Kız Kulesi İstanbul'un tarihi
Buradaki ilk kule, 5. yüzyılda Atinalı bir komutan tarafından Boğaz'dan geçen gemileri kontrol etmek ve vergi toplamak amacıyla inşa edilmiştir; bu işlev, kuleden tarihi yarımadaya bir zincir gerildiği Bizans dönemine kadar devam etmiştir. Osmanlı döneminde ise deniz feneri olarak kullanılmaya başlanmıştır.
Kız Kulesi Efsaneleri
Kule ile ilgili çeşitli efsaneler ve mitler bulunmaktadır. Leander Kulesi efsanesi ya da Kız Kulesi Aşıkları, Hero adında bir Afrodit rahibesi ve Leander adında genç bir adam olan iki aşığı anlatır.
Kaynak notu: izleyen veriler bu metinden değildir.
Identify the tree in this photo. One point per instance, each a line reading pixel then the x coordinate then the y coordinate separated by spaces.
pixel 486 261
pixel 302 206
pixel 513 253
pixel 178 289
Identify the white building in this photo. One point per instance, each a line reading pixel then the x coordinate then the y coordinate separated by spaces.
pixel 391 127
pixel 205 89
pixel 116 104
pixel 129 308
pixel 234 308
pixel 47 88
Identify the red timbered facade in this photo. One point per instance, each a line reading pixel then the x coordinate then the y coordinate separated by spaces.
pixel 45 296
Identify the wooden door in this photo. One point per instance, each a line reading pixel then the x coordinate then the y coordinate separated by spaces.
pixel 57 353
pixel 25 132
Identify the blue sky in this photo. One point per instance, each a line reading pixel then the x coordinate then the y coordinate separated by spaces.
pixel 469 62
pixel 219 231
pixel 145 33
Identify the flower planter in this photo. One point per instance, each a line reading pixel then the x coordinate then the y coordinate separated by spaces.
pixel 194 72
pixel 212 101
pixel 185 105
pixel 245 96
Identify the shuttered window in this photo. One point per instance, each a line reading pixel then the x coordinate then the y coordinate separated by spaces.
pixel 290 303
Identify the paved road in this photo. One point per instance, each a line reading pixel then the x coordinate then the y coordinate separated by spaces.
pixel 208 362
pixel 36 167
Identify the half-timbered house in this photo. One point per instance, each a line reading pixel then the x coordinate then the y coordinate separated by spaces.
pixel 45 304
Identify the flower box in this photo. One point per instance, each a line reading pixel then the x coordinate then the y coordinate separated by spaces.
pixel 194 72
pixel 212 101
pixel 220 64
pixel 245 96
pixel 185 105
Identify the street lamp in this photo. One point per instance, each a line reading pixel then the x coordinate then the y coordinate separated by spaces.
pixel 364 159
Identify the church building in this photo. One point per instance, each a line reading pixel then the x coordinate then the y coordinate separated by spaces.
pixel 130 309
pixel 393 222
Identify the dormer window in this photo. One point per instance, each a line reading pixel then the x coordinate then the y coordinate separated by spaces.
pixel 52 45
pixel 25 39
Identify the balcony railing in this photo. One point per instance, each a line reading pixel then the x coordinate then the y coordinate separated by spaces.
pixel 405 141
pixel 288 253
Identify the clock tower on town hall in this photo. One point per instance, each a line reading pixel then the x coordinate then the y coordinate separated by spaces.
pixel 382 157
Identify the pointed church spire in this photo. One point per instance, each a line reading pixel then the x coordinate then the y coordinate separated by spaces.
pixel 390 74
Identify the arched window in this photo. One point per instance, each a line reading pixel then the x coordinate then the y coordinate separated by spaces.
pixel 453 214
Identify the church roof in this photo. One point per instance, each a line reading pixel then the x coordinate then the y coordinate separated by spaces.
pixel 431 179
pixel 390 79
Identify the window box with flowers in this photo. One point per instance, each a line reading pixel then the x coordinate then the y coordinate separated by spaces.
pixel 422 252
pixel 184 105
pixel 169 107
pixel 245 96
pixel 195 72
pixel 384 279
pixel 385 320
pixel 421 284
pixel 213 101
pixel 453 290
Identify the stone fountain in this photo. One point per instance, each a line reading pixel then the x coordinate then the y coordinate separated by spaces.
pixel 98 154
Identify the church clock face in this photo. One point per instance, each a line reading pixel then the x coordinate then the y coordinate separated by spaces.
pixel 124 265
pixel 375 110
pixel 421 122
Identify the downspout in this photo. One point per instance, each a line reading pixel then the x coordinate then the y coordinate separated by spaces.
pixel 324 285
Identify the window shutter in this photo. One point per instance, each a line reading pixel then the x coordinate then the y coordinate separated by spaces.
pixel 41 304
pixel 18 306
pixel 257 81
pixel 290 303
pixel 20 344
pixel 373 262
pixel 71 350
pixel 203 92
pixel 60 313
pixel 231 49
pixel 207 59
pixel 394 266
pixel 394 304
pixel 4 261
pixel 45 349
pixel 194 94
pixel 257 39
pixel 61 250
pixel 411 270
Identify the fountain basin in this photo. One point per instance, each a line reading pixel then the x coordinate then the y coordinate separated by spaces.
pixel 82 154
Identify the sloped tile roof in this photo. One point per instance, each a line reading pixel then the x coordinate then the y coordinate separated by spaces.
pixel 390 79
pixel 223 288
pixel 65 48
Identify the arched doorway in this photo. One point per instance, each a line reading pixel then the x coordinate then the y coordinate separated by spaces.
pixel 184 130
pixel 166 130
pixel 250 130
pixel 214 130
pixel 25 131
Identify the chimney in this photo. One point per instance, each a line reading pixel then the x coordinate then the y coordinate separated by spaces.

Hero ve Leander birbirlerine aşık olurlar ve Leander her gece Hero'yu görmek için anakaradan adaya yüzer, Hero da ona yol göstermek için kulenin tepesinde bir ateş yakarmış. Tehlikeli bir gecede rüzgar ateşi söndürmüş ve Leander yolunu kaybedip boğulmuş. Cesedi kuleye vurduğunda, Hero ondan ayrı kalamayacağına karar vermiş ve onunla birlikte olmak için kendi canına kıymış.
Bir başka efsane de, bir kahinin bir yılan tarafından ısırılacağını ve 18 yaşına gelmeden öleceğini söylediği bir Bizans Prensesi'ni anlatır. Dehşete kapılan İmparator (Prenses'e düşkün babası) onu 18 yaşına gelene kadar koruması için bir kuleye gönderir. Doğum gününü kutlayan babası bir sepet meyve getirerek onu ziyaret etmiş, ancak babasının haberi olmadan içinde bir yılan gizlenmiş ve onu ısırarak trajik kehanetin gerçekleşmesine neden olmuştur.